Мой отец, извечный и тайный битломан, поначалу хотел назвать меня Полиной, в честь давнего кумира, Пола Маккартни. Однако Полиной, как оказалось, звали также и его первую школьную любовь, и мама была в курсе. Так что стала я, во избежание всяческих недопониманий, Линдой. Однако папа порой, когда мы были одни, называл меня Полина. А ещё — Леди Мадонна... Отец был кумиром. Добрым, весёлым и надёжным. Как раскидистое дерево. А мама — тенью его. Зыбкой и неверной...
[Линда. Сейчас это имя — как желтовато-бурый растопыренный кленовый листок в старой зачитанной книжке. Книжка истлела, рассыпалась, и уж не вспомнить, о чем была она, та книжка. А листок остался. Дрожать на ветру полупрозрачными капиллярными прожилками на изощрённо тонком черенке. Бессмысленный, ненужный, изживший себя. Однако единственный, и потому живой...Линда. Имя. Звонкое, но тягучее, как расплавленный колокольчик. Как летний ливень. Как льняная лента. Как ленивая Лета. Лин-да.]
Сначала была — жизнь. И там, в той жизни, у меня имелось всё то, что позволяло с жизнерадостной, смешливой беспечностью взирать в день грядущий. Весело и немного нахально. И отчего-то именно очевидная, неотступная, трепещущая эфемерность жизни порождала уверенность в его неизменной надёжности. Состоятельный, восторженно обожающий папа, завистливые, но беззлобные подружки, славненькая такая фигурка, на которую — я чуяла спиною — оборачивались на улице мужчины всех возрастов, глуповатый, зато красивый, как божий херувим, муж, за которого я вышла на третьем курсе мединститута, ибо залетела после первого же сентиментального соития в новогоднем отеле. Порой мне кажется, если б у меня хватило рассудка понять, что нельзя так бездумно перенасыщаться счастьем, этим радужным, веселящим газом, многое могло бы быть иначе. Ведь будь оно так, я бы заметила тёмные круги под глазами отца, странные, долгие исчезновения мамы, непонятные телефонные звонки, после которых папа подолгу курил на балконе, что в доме прочно завис приторный дух лекарств, а также то, что супруг мой любимый нигде не работал и не помышлял. Да и много ещё, много чего.
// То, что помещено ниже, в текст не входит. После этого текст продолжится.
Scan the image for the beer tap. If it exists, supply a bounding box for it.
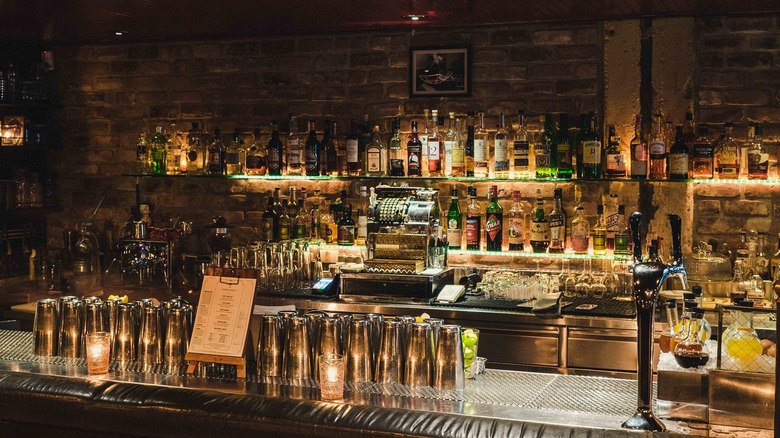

«Ну что, Леди Мадонна, ты ведь уже, кажется, вполне...» — сказал отец, когда какие-то неулыбчивые, неуклюжие люди унесли его, сидящего на стуле, прямо со стулом, — к лифту. Да, вообразите, почему-то прямо со стулом. Он не договорил, что именно — вполне. Я даже хотела переспросить, а заодно — почему вот так, вместе с стулом, — но вдруг наткнулась взглядом на зрачки матери, как на две ледовые полыньи. Омертвевшие глаза мамы, и виновато растерянные глаза отца — вот как закончилась первая жизнь. Отец скончался через полчаса в машине Скорой помощи.
[С некоторых пор после той первой ночёвки в сумрачном, беззеркальном мотеле, ей стало проще вглядываться в редеющий, как ноябрьский лес, мир по ту сторону стерильной бездны. Она так и не свыклась с этой извилистой полостью межмирья. Долгая боль растворяется, как горящая щепоть соли в крови. Когда она, боль, вдруг отступает, вселяется тревога. Каждый человек непременно желает вернуться. В сущности, все человеческие устремления сводятся к одному: вернуться. Любая дорога, по сути, — дорога домой. Приворотною дугой...]
Последующая жизнь — уродливый, наизнанку вывернутый слепок предшествовавшей. Мой херувим, неудавшийся художник, зато всецело удавшийся альфонс, очень скоро сгинул с розовощёкой белорыбицей, директором турагентства «Злата». Мама превратила себя в траурную куклу для упоенного самобичевания. Она, как в лиловую, полупрозрачную капсулу, загнала себя в свой мир. Центром этого мира был отец, героиней — она сама, былая раба капризов, страстей и обожанья. Ей было, вероятно, проще так жить, и я ей не мешала. Тем более, что у меня был Славик. Славик. Был...
[Славик. Вчеканенный в душу стоп-кадр. Черная дымная рванина на волнистом саване зимней реки. Она бывала там несколько раз и всякий раз чудом удерживалась от соблазна шагнуть самой туда, в этот безвозвратный спиралевидный тоннель. Двенадцать душ, двенадцать светлых ангелов, гирляндою ушедших в полынью. Вечно свежий скол. Двенадцать серебряных новогодних шариков в окоченевшем донном иле, бездомном мире... ]
Так закончилась моя вторая жизнь. Но и последующая не замедлила начаться. Как отрикошетивший камень из пращи. Судьба отмерила мне ровно год. Устойчивый, многообещающий. Год, когда всё наконец привиделось надёжным. Настолько, что можно было заставить себя полюбить эту устойчивость, эти стропила, этот ровный, гладко выбритый горизонт.